The Origins of the Necessary and Proper Clause. Gary Lawson, Geoffrey P. Miller, Robert G. Natelson, and Guy I. Seidman. Cambridge, 2010. Pp vii, 176.

Talk is cheap. Calling yourself the king of France will not replace the Fifth Republic with a monarchy. Americans love to talk about, extol, and announce their attachment to their Constitution. What, if anything, they mean by all of that is an important question.

On the second day of the current session of Congress, members of the House of Representatives went beyond talking about the Constitution and actually read most of it. One day earlier, the House amended its rules to reflect a fundamental principle of the Constitution: enumerated federal power. House bills must now include a statement of the constitutional powers on which they rest. 

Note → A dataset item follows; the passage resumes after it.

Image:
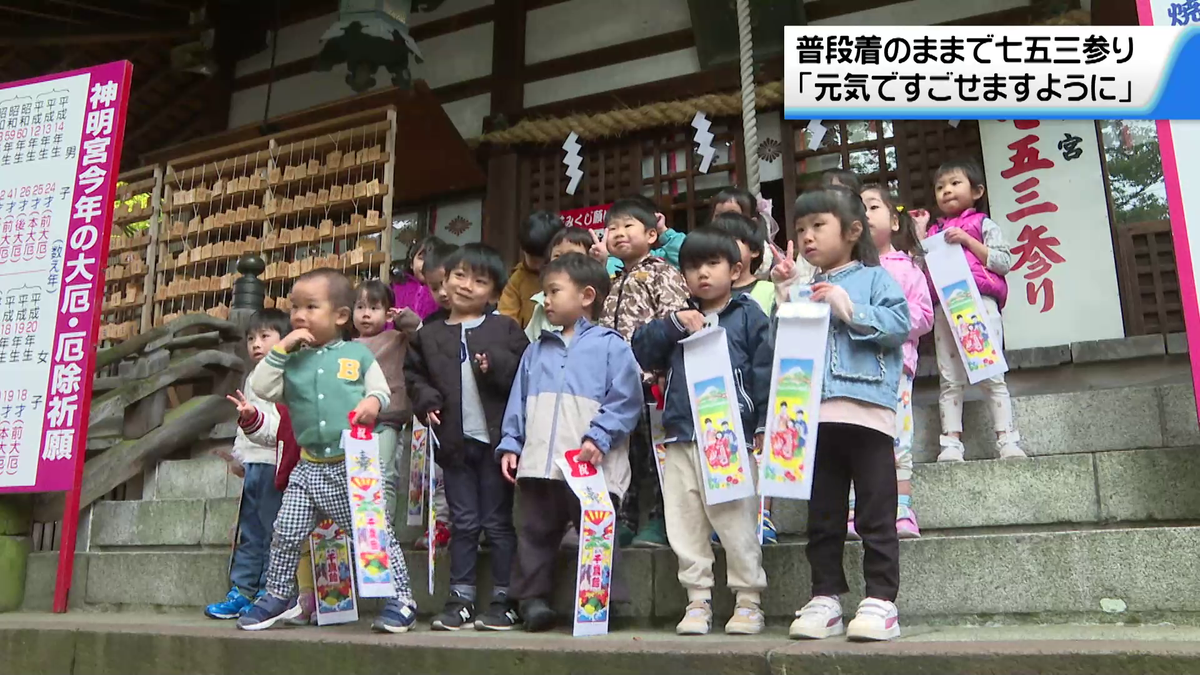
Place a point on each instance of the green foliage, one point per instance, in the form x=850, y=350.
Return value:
x=1135, y=171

These statements may turn out to be repetitive and little more than cheap talk. Many of the statements likely will invoke Congress’s taxing power, about which there can be no question. Many of them likely will invoke a purported power to spend government money for the common defense and general welfare, though the existence of such a power is denied by a tradition going back to James Madison. And many—probably most, possibly all—will invoke the Necessary and Proper Clause of Article I, § 8. These statements raise the question whether much of the federal government’s substantive legislation is based on an unduly broad reading of that clause and therefore inconsistent with the Constitution. The Origins of the Necessary and Proper Clause casts new light on that question.